Managing Complexity Can Improve Returns in Alternative Investments According to 2011 Greenwich Roundtable Paper
GREENWICH, Conn., Nov. 22, 2011 /PRNewswire/ -- The Greenwich Roundtable today released a white paper describing how investors can manage complexity of alternative investments to improve their returns.
The Greenwich Roundtable is a leading not-for-profit research and educational organization comprised largely of institutional investors overseeing collectively $2.2 trillion in assets.
The research paper focuses on understanding the many and varied risks involved in hedge funds and private equity, and describes the best practices and due diligence steps that investors need to pursue to manage those risks. The white paper also explores the complexity of volatility, leverage, and liquidity and how these factors together can compound risk.
"Complexity and volatility are the norm for investors, as today we seem to have a 100-year financial storm about every three years or so. As a result, returns for the decades ahead are almost assuredly going to look much different," said Steve McMenamin, executive director of The Greenwich Roundtable. "Those investors who can manage volatility and understand the complexity embedded in their portfolios will continue to be the long-term winners."
The major insights described in the white paper include:
- The cost of alternatives strategies is the complexity they add. The benefit is the ability to source returns from a broader spectrum of opportunities.
- Correlations matter, and they vary through time. Investors must try to understand the changing nature of relationships across their portfolios.
- Investors need to understand how each manager approaches leverage and evaluate the appropriateness of the amount and duration of that leverage.
- Liquidity is dynamic. It changes as markets change. This calls for ongoing due diligence and manager monitoring, including stress tests and projections with ample wiggle room.
"Each investor must decide whether it is adequately prepared to invest competently in alternative investments," said Rusty Olson, former director of pension investments for Eastman Kodak Company and editor of this year's research paper. "This paper is intended to help investors make that judgment knowledgeably."
This is the sixth in a series of white papers on Best Practices in Alternative Investments published by The Greenwich Roundtable. This new research paper reflects the thinking of a highly diverse group of contributors who have extensive investment experience. Co-chairmen of the education committee responsible for the research paper are Mark Silverstein, chief investment officer of Endurance Specialty Holdings Ltd., and Ed Barksdale, CEO of Federal Street Partners.
The research paper is written for all investors – endowments, foundations, pension funds, sovereign wealth funds, funds of funds, and private individual investors.
Information about obtaining copies is available at www.greenwichroundtable.org.

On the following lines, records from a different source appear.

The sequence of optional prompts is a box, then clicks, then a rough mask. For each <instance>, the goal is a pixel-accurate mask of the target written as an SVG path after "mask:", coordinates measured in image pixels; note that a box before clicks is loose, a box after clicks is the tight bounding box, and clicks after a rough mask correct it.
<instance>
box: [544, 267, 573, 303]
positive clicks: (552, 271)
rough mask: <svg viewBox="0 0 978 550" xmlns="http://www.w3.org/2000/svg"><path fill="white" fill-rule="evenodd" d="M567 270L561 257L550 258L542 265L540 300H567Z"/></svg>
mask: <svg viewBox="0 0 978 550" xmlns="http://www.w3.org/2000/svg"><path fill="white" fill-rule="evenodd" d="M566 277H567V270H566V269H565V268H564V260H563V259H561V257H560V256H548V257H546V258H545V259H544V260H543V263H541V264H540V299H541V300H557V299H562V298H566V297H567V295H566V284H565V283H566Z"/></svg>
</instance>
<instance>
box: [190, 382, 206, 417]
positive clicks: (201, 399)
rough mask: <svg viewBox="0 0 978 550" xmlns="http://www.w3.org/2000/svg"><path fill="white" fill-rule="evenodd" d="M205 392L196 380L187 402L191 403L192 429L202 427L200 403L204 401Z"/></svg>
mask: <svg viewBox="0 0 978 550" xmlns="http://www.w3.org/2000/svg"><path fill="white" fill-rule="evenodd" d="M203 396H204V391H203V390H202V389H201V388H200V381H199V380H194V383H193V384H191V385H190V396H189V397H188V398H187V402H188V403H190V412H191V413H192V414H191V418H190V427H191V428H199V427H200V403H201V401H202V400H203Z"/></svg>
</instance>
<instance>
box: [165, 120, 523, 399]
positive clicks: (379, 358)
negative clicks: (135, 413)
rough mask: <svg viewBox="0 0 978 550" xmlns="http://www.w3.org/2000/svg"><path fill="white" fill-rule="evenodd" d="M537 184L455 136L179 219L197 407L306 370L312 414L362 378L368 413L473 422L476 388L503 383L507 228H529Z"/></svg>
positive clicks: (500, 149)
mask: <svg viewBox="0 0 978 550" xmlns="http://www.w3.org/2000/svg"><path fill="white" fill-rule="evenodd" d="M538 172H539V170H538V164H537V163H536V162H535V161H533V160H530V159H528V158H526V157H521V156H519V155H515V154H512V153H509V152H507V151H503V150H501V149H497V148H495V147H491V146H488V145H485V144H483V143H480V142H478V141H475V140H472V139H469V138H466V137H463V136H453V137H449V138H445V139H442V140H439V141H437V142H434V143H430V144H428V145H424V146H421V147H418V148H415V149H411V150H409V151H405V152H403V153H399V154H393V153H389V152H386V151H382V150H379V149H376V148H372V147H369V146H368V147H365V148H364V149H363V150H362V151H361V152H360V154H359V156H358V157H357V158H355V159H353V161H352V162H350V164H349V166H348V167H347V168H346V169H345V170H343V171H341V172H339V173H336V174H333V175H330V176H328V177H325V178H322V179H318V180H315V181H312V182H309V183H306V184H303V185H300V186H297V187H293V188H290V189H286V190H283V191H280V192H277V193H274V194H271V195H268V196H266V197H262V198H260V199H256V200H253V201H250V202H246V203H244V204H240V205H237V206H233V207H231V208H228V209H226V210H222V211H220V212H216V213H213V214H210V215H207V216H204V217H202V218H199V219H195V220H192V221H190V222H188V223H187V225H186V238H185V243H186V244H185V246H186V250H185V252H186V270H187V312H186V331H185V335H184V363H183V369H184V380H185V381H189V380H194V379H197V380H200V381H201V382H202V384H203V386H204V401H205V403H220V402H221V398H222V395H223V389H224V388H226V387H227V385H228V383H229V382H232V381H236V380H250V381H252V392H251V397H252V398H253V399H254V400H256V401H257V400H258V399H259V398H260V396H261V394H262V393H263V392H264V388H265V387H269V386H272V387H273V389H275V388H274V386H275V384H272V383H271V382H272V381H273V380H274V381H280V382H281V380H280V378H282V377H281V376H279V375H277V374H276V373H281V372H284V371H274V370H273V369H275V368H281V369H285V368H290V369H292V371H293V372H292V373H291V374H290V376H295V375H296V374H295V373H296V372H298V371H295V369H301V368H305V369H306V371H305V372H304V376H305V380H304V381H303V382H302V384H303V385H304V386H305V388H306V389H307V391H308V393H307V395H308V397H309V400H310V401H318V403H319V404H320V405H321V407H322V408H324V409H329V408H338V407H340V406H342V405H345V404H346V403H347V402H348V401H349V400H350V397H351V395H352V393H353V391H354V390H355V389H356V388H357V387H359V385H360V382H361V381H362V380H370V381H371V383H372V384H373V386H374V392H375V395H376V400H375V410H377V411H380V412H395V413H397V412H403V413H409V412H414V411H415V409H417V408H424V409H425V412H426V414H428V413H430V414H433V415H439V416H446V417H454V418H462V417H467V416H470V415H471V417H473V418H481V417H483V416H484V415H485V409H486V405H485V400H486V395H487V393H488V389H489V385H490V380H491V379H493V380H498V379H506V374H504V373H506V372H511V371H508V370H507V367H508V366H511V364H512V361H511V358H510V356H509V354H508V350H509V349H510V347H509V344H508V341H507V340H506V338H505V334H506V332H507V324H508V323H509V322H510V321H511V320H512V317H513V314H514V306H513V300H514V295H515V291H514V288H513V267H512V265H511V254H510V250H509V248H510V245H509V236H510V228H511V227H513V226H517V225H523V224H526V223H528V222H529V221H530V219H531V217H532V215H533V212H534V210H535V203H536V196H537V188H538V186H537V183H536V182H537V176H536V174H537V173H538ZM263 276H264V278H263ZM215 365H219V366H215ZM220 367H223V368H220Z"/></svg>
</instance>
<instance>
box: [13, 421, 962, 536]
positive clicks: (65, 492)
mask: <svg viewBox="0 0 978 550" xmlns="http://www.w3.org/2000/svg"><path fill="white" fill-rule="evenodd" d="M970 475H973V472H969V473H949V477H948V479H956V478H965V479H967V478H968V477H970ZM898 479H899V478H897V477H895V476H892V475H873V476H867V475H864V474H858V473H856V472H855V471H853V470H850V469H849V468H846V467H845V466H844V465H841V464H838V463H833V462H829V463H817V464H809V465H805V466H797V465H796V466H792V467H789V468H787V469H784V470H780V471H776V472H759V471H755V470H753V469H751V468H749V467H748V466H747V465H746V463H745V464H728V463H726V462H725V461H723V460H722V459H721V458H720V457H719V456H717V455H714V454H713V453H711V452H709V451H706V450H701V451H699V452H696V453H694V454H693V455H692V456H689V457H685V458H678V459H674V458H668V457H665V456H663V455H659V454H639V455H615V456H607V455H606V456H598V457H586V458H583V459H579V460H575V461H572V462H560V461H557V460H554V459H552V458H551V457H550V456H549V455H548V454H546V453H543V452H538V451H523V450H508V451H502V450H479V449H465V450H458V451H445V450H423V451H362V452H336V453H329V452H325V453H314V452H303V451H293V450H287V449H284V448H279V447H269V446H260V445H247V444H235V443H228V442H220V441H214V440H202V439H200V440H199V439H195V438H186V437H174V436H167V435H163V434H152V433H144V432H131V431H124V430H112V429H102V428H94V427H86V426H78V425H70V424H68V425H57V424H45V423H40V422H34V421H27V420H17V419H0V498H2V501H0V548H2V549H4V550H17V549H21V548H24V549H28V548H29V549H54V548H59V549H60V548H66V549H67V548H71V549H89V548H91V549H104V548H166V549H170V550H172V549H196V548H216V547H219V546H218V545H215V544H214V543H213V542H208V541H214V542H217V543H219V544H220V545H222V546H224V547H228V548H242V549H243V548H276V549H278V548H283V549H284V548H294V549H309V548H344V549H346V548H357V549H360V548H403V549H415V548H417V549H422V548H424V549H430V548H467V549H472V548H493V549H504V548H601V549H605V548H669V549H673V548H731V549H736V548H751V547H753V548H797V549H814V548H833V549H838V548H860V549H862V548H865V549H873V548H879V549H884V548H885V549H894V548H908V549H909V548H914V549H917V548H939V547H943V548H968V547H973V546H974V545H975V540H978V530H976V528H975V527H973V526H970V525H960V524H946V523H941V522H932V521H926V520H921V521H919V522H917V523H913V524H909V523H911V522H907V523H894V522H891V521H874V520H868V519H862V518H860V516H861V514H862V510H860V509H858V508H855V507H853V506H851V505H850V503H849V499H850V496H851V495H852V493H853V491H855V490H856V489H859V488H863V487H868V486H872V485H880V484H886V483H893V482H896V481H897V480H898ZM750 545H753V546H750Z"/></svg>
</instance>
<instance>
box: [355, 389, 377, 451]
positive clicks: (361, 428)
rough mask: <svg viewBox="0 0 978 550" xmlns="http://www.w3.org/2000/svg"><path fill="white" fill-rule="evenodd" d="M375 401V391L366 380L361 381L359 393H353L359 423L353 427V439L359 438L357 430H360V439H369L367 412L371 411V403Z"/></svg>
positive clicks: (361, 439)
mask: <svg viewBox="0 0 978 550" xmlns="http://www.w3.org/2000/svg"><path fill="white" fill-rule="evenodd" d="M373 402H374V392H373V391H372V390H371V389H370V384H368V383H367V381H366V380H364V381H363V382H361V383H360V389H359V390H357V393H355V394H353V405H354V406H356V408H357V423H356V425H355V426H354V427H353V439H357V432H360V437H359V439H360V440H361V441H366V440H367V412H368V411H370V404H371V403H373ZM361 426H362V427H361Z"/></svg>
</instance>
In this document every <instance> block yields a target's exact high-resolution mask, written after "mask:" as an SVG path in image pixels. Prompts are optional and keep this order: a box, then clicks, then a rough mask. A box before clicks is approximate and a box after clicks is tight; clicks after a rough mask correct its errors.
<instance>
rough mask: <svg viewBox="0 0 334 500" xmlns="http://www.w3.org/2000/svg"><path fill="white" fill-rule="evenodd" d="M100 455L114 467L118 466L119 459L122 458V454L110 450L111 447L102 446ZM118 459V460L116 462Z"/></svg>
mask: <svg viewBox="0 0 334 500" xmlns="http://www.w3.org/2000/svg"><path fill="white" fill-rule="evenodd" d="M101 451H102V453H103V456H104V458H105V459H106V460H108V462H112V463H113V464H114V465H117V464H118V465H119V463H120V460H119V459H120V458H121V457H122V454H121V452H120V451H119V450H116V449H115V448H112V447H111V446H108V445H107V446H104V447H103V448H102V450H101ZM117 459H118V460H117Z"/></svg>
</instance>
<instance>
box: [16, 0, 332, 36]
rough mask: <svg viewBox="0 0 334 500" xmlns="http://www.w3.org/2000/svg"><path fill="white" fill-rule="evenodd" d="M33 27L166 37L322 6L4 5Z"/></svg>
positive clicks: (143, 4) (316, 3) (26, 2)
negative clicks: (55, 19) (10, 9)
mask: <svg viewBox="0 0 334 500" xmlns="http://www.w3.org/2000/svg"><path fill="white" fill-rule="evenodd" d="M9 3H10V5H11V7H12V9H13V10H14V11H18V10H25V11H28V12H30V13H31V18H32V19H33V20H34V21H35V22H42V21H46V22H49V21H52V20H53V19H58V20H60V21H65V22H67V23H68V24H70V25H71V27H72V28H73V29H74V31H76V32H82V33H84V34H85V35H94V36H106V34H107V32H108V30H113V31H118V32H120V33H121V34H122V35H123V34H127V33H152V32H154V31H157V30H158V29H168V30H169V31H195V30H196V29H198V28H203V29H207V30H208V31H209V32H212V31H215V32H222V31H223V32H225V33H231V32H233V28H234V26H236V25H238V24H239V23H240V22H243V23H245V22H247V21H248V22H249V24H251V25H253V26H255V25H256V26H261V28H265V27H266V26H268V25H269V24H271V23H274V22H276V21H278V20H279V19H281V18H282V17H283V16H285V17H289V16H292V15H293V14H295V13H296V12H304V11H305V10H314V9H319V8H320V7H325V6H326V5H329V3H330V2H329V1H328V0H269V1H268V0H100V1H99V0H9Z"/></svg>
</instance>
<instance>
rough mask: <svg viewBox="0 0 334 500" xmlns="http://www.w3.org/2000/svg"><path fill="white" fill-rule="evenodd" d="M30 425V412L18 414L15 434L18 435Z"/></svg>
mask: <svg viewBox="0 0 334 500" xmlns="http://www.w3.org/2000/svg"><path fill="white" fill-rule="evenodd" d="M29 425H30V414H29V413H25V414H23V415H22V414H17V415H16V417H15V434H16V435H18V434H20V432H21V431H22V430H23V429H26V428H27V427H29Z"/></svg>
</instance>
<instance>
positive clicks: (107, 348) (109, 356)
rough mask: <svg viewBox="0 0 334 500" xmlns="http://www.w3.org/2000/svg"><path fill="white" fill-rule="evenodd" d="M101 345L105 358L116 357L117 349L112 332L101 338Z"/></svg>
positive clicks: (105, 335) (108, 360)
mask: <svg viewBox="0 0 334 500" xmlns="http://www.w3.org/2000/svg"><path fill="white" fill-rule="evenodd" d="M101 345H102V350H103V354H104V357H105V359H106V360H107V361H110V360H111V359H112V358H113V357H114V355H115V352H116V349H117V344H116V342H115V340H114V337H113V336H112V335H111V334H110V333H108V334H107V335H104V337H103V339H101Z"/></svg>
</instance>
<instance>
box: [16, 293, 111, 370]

Themes from the "Managing Complexities" White Paper
- The objective of any risk management measure is not to predict future events, but to understand the vulnerabilities that your current portfolio is exposed to.
- Leverage is not a proxy for risk. It either amplifies or dampens volatility.
- Many believed that diversification failed during the financial crisis. But the implementation of diversification failed, not diversification itself. In 2008 many investors ignored the potential severity of unexpected volatility compounded by leverage and reduced liquidity.
- Volatility is the beginning of complexity, even in the simplest portfolio.
- There is no single measure of volatility that doesn't have crucial caveats.
- Dealing with the long term in the face of volatility is emotionally, physically, and psychologically extremely hard.
- We need to accept volatility. We can't realistically expect to create portfolios that are not volatile. Let volatility work for you. Uncertainty creates periods of opportunity.
- We must expect the correlation of most assets to converge near one when many investors seek to reduce risk at the same time.
- Many investors trade too much, pay high fees, and time their investments poorly as they chase past returns.
- For asset allocation, some investors use efficient frontier algorithms, others use environmental scenario testing. In either case, the allocation is no better than the assumptions upon which it is based.
- "Investors need to understand that if they wish to outperform their peers, they must leave the comfort of the crowd," said Peter Bernstein, noted financial author. "Alpha means that you risk being wrong, being alone, and having much higher volatility. If you're not lonely, you're probably not a contrarian."